Fosselius directed the Eegah episode of Cinema Insomnia with Mr. Lobo and, staying true to his directing technique, also created many of the props. In 2009, Fosselius created a tribute to Ed Wood with his short film, Plan 9.1 from Outer Space, which featured hand-carved wooden puppets of the characters from Ed Wood's film, Plan 9 from Outer Space. The puppets acted out the scenes along with the edited soundtrack of the original film.

===Hardware Wars===
Fosselius' biggest hit was his 1978 parody Hardware Wars, a 13-minute parody of Hollywood coming attractions that took on the cultural juggernaut that was Star Wars.

Complete with cardboard sets and visible wires holding up ships which were various household appliances, the film was shot over 4 days with a budget of around $8,000. When released, the film became a hit on its own, grossing close to three million dollars over its lifetime, making it one of the most popular and profitable short films of all time, but Fosselius netted very little of that profit.

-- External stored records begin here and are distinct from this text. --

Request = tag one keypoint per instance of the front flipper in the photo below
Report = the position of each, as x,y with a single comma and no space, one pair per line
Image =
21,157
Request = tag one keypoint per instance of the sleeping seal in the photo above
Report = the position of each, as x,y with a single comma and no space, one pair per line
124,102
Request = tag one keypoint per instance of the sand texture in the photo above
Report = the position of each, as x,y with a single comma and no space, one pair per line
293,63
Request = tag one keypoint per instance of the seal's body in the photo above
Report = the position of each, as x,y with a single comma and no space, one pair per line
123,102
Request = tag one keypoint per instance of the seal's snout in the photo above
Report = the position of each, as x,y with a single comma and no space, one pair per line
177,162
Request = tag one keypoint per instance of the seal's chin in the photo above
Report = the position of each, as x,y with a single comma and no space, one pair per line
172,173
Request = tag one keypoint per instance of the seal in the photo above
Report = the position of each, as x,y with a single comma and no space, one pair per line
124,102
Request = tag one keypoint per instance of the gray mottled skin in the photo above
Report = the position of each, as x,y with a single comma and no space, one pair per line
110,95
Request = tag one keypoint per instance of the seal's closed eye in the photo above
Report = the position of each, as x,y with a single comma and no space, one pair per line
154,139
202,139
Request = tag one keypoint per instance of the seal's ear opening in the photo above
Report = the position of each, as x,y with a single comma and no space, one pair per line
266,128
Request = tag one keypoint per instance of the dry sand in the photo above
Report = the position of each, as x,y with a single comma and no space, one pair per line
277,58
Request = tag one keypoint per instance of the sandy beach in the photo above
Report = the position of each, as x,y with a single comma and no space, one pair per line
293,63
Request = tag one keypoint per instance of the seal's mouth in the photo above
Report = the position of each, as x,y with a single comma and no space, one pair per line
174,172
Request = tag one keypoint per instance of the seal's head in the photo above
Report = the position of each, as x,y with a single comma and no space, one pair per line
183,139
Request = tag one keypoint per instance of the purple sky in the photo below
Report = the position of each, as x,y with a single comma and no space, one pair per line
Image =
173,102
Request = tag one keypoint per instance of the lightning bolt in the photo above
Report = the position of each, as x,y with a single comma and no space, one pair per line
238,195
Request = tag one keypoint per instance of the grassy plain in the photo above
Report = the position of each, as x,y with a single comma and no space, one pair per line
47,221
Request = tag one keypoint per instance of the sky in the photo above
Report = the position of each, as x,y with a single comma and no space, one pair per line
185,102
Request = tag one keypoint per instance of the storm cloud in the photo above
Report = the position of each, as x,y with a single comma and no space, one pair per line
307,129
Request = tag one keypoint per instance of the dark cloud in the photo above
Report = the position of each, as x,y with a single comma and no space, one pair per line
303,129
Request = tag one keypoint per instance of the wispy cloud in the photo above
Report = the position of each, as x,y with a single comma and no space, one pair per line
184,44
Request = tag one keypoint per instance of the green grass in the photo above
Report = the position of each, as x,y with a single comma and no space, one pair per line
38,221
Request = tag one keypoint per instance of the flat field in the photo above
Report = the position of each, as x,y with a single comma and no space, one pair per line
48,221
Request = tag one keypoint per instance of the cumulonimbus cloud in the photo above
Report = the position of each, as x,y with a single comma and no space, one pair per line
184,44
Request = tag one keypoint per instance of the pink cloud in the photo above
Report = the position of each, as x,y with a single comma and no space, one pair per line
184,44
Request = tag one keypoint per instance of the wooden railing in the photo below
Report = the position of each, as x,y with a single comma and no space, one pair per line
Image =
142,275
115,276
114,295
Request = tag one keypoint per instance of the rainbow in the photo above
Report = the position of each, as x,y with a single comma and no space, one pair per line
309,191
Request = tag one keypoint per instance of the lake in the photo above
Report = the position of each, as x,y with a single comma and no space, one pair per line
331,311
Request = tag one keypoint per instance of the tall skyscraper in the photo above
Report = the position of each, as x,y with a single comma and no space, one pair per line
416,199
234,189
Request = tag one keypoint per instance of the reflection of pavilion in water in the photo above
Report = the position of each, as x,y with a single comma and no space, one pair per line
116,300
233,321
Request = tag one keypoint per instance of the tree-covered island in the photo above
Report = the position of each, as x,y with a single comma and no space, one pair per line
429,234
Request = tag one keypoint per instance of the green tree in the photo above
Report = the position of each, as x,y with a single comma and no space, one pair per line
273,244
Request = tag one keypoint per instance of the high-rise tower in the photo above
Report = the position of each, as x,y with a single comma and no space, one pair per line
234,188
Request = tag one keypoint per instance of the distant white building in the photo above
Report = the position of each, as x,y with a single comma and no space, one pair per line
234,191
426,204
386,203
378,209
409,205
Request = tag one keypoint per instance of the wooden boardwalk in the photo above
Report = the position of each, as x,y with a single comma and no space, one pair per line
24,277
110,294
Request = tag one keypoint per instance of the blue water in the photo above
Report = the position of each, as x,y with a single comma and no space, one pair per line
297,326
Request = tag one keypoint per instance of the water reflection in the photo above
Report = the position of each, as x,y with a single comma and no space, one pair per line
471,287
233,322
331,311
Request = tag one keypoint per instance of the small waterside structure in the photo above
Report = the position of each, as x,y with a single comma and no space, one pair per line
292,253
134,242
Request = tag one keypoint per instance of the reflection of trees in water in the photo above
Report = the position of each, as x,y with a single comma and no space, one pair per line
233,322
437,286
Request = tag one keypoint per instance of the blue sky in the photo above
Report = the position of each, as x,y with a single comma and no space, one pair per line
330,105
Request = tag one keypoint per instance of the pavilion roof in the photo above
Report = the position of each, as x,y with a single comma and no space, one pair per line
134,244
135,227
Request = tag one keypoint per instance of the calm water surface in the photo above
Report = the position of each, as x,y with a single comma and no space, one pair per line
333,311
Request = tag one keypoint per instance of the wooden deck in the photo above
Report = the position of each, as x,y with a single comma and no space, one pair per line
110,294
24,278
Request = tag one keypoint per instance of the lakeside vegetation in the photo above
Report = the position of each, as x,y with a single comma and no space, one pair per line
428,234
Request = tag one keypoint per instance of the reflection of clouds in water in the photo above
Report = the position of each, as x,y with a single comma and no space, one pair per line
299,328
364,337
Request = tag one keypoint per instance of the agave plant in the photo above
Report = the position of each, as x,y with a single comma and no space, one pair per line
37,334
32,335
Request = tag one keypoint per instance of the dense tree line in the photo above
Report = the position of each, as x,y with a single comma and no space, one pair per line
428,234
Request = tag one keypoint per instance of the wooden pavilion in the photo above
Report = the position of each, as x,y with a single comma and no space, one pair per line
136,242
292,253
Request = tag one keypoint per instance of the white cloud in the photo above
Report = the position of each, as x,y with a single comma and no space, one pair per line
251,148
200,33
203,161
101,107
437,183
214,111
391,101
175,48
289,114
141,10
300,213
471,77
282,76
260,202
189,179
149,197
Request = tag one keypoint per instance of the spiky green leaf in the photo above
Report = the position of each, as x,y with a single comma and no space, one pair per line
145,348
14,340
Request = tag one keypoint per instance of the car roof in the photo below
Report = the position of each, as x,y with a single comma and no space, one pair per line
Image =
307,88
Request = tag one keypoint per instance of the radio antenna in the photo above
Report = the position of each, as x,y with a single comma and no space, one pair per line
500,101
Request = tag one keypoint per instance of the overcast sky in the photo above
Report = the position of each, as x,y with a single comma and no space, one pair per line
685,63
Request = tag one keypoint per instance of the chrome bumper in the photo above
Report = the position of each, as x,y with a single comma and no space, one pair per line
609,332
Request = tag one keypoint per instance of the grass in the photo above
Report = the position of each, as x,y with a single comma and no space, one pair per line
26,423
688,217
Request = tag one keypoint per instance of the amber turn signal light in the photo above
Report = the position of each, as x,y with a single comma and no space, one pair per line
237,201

In later years, George Lucas called it his favorite Star Wars parody. Fosselius was honored by Lucasfilm when Hardware Wars was given the Pioneer Award at the 2003 Official Star Wars Fan Film Awards.

When Hardware Wars was re-released in 1997 with new special effects in a "Special Edition" to spoof the special editions of the original Star Wars trilogy, Fosselius was not involved, as he disagreed with the concept of adding actual digital effects to a film which satirized digital effects, and asked that a "Not Approved by Ernie" label be added to the release. The film was finally released on DVD in its original form in 2002. This time, Fosselius did participate, restoring the original stereo soundtrack, adding additional material and original outtakes, and recording a director's commentary that itself was a parody, poking fun at similarly self-indulgent tracks. However, Fosselius was reportedly flummoxed by the technicians who performed the telecine transfer and who made attempts to digitally remove the strings and wires and clean up the print, not realizing that the "defects" in the original were put there on purpose. Fosselius later teamed up with Apprehensive Films to release a 30th-anniversary DVD.

==Musical career==
In the mid-1960s, Fosselius performed with the San Francisco band Earth Mother and the Final Solution. He was also a founding member of the band The Mystic Knights of the Oingo Boingo, for whom he wrote the song "Hipsters on Parade".

==Other works==
Fosselius has continued to whittle mechanically animated carved caricatures and automata which he displays in traveling galleries called the "Marvelous Mechalodeon" and the "Crankabout Mechanical Theater", an entirely human-powered exhibit.

Fosselius was contracted by Earl Vickers of Atari to do the voices for the 1985 arcade game Gauntlet.